The mourning process is a painful and a disturbing ritual that sometimes lands the widows into a secondhand sexual partner sometimes without consent, and without any element of love. But even worse, the husband’s property including land can sometimes be taken away by relatives, leaving the widow and her children in a destitute situation.

That is exactly what happened to Rosalia Adhiambo from Pala village in Siaya County, when her husband died in 2004. But today, thanks to the Alternative Dispute Resolution method of settling domestic woes, Adhiambo is in full control of her husband’s estate of more than 50 acres of land, and she has constructed a house where she lives with her children.

“It was the worst experience of my life,” said Adhiambo. “After losing both parents in law, the only brother to my husband, and now my husband, I knew it was the end of the road for me and my children,”

Immediately her husband was laid to rest in Pala village, she was approached by a close relative to her husband seeking to inherit her, as required by the Luo traditions. But given the rituals performed as part of the inheritance process, which includes having unprotected sex with unknown mentally retarded person as a way of casting away demons of death, she turned down the offer.

“That was the beginning of my tribulations,” she said. “I was banished from my matrimonial home later in 2007 by my husband’s cousin who was eying my husband’s property,” she narrated.

She went back to her parents with her three kids, and three more kids belonging to her late brother-in-law, who were left behind after his youthful wife found another husband elsewhere.

“This was a very heavy burden to my parents, but they were ready to help me shoulder it,” she said. But in 2009, Adhiambo returned to her matrimonial home, where she settled in a small house her husband had constructed for a shop.

But all was not well. She could not freely cultivate the land her husband left behind, since it had been taken over by the cousin. The hell broke loose in 2014, ten years after the burial of her husband, when the cousin gave her a 24 hour ultimatum to leave for good.

“He did not even care about the children. He had muzzled support of other relatives and before I know it, all belongings were thrown out of the house.

Thank God, as she shared her tribulations with friends, she came to learn about what ActionAid International Kenya was doing in the area to protect rights of widows and destitute children through community based organisations.

“I begged my husband’s cousin to give me a few more hours to look for a rental house at the nearby market centre,” she said. But in reality, she went to the ActionAid supported para-legal group’s office known as ‘Support Community and Democracy Alliance (SCODA).

“While I was at SCODA, he kept calling, but I assured him that I had found a house, and that I was waiting for the owner to come over so that we can agree on the price,” she said.

That made the husband’s cousin more patient.

At that moment, SCODA mobilised a number of relatives and village elders who were remorseful to her, and summoned them to come over immediately.

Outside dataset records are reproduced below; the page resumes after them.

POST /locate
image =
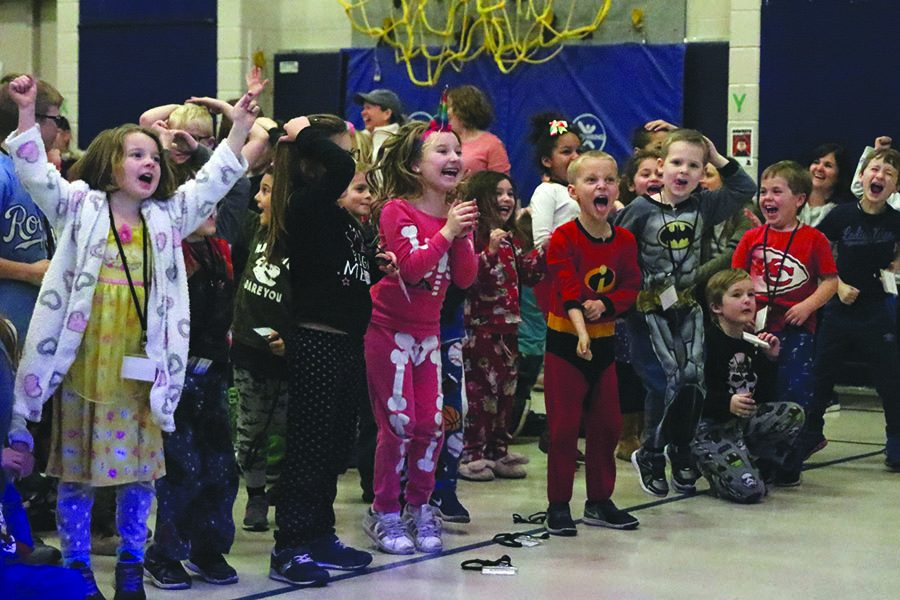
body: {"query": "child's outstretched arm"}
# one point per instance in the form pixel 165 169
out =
pixel 46 186
pixel 737 188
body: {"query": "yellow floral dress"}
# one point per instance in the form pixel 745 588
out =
pixel 102 431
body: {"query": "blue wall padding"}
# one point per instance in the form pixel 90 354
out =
pixel 828 73
pixel 622 85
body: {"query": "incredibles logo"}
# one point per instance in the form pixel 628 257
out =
pixel 677 235
pixel 601 280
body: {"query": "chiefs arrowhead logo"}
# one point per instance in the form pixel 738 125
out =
pixel 601 280
pixel 783 272
pixel 677 235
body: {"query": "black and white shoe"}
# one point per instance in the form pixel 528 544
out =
pixel 651 470
pixel 604 513
pixel 559 520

The area chief was also invited, and to their surprise, those who wanted to evict her were cornered by unexpected set of guests.

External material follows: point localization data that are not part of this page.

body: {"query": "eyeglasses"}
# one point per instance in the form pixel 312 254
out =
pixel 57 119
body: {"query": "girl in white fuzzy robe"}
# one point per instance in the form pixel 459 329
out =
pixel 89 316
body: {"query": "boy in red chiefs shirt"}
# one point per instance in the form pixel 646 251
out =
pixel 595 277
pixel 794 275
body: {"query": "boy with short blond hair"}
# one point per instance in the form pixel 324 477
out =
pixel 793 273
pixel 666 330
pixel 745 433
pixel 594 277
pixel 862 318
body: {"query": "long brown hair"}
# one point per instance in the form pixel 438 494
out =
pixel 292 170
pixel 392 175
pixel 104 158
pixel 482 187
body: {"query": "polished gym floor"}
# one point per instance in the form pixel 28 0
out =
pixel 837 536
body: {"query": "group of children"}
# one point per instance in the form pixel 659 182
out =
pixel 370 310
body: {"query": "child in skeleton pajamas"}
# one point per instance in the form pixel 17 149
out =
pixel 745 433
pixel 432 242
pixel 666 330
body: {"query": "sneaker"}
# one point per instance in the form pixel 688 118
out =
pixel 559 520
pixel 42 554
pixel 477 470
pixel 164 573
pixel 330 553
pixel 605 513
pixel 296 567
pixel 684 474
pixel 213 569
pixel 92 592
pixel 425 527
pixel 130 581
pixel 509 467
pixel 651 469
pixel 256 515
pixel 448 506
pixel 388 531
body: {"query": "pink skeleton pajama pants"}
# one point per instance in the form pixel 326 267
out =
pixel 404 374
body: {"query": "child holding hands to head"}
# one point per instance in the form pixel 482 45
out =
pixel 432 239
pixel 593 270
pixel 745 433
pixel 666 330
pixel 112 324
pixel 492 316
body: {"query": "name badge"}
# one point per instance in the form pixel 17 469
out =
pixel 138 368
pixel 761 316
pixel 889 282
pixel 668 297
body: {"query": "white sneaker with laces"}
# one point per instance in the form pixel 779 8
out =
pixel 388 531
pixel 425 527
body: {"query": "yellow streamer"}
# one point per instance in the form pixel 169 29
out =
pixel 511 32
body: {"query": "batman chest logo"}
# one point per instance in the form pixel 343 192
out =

Given the big number of remorseful relatives and elders, the cousin had no choice but to listen to them. It was in that meeting when it was resolved that the land belonged to Adhiambo, her children, and her brother-in-law’s children. That marked the turning point.

According to Rogers Ochieng, the Programs Coordinator for SCODA, voices of Luo elders are highly respected in the community. “When they speak, people listen. And now we are using them to resolve such land related cases,” he said.

Today, the widow has constructed a house, and recently, she was able to sell one acre of the land to pay school fees for her son who has joined the university.

“This is a success story. I never knew that I would be allowed to posses all the 50 acres, build a house, and even be allowed to sell part of it for school fees,” she said with a grin on her face.

She has so far joined the para-legal team, and now she helps them trace such cases from the community.

“Since 2002, we have solved hundreds of cases of different nature using the Alternative Conflict Resolution method, thanks to ActionAid who took us through training,” said Ochieng.